Combination
在这个section里面,我们主要来过一下像leetcode里面类似combination这一系列的题,这类题应该归结为DFS+Backtracking。掌握了大体思想,注意一下边角处理就好,比如剪枝。
先来讨论一下第一题Combination.
Combination
Given two integers n and k, return all possible combinations of k numbers out of 1,2,…,n.
题目翻译:
给定两个整型数组n和k,要求返由k个数组成的combination,其实应该叫做组合. 这个combination应该是高中里面的组合。这k个数是在n中任选k个数,由题意可得,这里的k应该小于或等于n(这个条件不要忘了做validation check哦).
题目分析:
我觉得应该还有不少读者困惑什么是combination,这里我们先给一个例子比如n=3, k=2的条件下, 所有可能的combination如下:
[1,2], [1,3], [2,3]. 注意:[2,3]和[3,2]是相同的,我们只要求有其中一个就可以了.
所以解题的时候,我们要避免相同的组合出现.
解题思路:
看到这道题,首先第一想法应该是用递归来求解.如果要是用循环来求解,这个时间复杂度应该是比较恐怖了.并且,这个递归是一层一层往深处去走的,打个比方,我们一个循环,首先求得以1开始的看个数的combination,之后再求以2开始的,以此类推,所以开始是对n个数做DFS, n-1个数做DFS…所以应该是对n(n-1)…*1做DFS. 在程序中,我们可以加一些剪枝条件来减少程序时间.
时间复杂度:
在题目分析中,我们提到了对于对n,n-1,…,1做DFS,所以时间复杂度是O(n!)
代码如下:
class Solution {
public:
vector<vector<int> > combine(int n, int k) {
vector<vector<int>> ret;
if(n <= 0) //corner case invalid check
return ret;
vector<int> curr;
DFS(ret,curr, n, k, 1); //we pass ret as reference at here
return ret;
}
void DFS(vector<vector<int>>& ret, vector<int> curr, int n, int k, int level)
{
if(curr.size() == k)
{
ret.push_back(curr);
return;
}
if(curr.size() > k) // consider this check to save run time
return;
for(int i = level; i <= n; ++i)
{
curr.push_back(i);
DFS(ret,curr,n,k,i+1);
curr.pop_back();
}
}
};
Combination Sum
Given a set of candidate numbers (C) and a target number (T), find all unique combinations in C where the candidate numbers sums to T.
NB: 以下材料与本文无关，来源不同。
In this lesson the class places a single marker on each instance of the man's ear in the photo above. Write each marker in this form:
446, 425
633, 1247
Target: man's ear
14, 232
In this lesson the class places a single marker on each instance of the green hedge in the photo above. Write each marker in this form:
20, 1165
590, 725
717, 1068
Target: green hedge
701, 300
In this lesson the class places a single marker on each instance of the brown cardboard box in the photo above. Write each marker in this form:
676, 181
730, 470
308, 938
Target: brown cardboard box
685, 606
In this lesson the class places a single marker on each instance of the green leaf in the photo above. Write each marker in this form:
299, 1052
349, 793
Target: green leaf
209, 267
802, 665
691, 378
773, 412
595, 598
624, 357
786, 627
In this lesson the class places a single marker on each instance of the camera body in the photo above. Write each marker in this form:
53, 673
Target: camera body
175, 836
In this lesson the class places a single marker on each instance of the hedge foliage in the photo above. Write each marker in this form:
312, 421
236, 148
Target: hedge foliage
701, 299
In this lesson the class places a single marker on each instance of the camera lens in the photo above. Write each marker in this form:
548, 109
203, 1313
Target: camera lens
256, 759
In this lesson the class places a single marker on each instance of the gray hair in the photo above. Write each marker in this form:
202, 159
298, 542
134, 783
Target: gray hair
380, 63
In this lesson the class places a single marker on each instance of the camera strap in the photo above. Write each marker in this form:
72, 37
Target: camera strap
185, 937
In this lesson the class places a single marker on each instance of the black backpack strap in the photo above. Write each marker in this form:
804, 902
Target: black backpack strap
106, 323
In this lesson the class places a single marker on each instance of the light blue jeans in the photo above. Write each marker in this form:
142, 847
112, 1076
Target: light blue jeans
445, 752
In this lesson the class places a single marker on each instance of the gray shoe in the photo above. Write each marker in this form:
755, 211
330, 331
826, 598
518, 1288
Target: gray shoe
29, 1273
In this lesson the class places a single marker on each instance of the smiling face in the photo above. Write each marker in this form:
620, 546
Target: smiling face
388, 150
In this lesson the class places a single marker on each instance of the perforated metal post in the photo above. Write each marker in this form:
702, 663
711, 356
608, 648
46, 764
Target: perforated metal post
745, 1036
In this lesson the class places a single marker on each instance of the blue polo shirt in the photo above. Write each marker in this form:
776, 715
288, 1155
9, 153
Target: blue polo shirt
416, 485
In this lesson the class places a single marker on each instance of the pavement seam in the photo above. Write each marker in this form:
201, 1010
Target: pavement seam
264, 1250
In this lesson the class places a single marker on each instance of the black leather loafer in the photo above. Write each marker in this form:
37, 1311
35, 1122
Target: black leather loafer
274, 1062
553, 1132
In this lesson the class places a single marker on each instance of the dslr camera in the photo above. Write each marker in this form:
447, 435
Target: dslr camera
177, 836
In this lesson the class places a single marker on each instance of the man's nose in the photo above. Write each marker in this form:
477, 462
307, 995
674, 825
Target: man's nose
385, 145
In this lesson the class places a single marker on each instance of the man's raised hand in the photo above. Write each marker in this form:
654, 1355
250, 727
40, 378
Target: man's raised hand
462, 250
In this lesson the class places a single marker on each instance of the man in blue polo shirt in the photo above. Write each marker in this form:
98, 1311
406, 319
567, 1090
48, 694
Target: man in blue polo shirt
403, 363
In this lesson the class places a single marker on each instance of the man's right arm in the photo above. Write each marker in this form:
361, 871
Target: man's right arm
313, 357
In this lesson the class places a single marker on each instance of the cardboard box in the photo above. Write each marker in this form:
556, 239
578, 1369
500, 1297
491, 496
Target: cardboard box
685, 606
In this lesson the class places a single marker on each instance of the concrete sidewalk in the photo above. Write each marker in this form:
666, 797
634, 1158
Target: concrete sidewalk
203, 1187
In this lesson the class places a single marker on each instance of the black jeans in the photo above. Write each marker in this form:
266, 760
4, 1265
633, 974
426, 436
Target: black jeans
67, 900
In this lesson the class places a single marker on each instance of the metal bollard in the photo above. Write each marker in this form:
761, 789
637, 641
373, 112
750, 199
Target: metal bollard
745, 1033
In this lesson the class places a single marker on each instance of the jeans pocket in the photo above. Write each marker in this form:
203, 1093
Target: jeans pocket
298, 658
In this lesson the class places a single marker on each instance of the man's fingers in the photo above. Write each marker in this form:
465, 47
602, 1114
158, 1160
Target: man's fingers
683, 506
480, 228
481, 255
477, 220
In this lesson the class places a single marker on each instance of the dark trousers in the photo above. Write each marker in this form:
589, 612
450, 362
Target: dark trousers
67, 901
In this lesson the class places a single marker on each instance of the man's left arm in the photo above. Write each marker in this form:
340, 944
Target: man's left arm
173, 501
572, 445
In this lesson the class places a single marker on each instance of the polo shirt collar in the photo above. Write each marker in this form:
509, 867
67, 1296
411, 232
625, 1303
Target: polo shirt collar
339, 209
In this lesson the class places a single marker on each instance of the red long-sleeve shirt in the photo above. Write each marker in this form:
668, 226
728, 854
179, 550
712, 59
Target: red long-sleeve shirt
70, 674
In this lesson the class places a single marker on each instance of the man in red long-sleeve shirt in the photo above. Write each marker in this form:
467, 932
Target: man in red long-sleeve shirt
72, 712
The same repeated number may be chosen from C unlimited number of times.
Note:
- All numbers (including target) will be positive integers.
- Elements in a combination (a1, a2, … , ak) must be in non-descending order. (ie, a1 ≤ a2 ≤ … ≤ ak).
- The solution set must not contain duplicate combinations.
题目翻译:
给一个数组C和一个目标值T, 找出所有的满足条件的组合:使得组合里面的数字之和等于T,并且一些数字可以从C中午先选择。
注意:
所有给定的数字均为正整数.(这意味着我们加corner case invalid check的时候要加一条,如果给定T不是正整数,我们就没必要在往下进行了)
所有的答案组中要满足升序排列.
最后的答案数组不能包含重复答案.
题目分析:
这道题的大体思路和combination是相同的,不同的地方在于一个数字可以使用多次,这也造成了我们进行实现function的时候要注意的问题,也就是说,传入递归的参数不同于combination.
时间复杂度:
没什么好说的,和combination的时间复杂度是相同的.O(n!)
代码如下:
class Solution {
public:
vector<vector<int> > combinationSum(vector<int> &candidates, int target) {
vector<vector<int>> ret;
//corner case invalid check
if(candidates.size() == 0 || target < 0)
return ret;
vector<int> curr;
sort(candidates.begin(),candidates.end()); //because the requirments need the elements should be in non-descending order
BackTracking(ret,curr,candidates,target,0);
return ret;
}
/* we use reference at here because the function return type is 0, make the code understand easily */
void BackTracking(vector<vector<int>>& ret, vector<int> curr, vector<int> candidates, int target, int level)
{
if(target == 0)
{
ret.push_back(curr);
return;
}
else if(target < 0) //save time
return;
for(int i = level; i < candidates.size(); ++i)
{
target -= candidates[i];
curr.push_back(candidates[i]);
BackTracking(ret,curr,candidates,target,i); //unlike combination, we do not use i+1 because we can use the same number multiple times.
curr.pop_back();
target += candidates[i];
}
}
};
Combination Sum II
Given a collection of candidate numbers (C) and a target number (T), find all unique combinations in C where the candidate numbers sums to T.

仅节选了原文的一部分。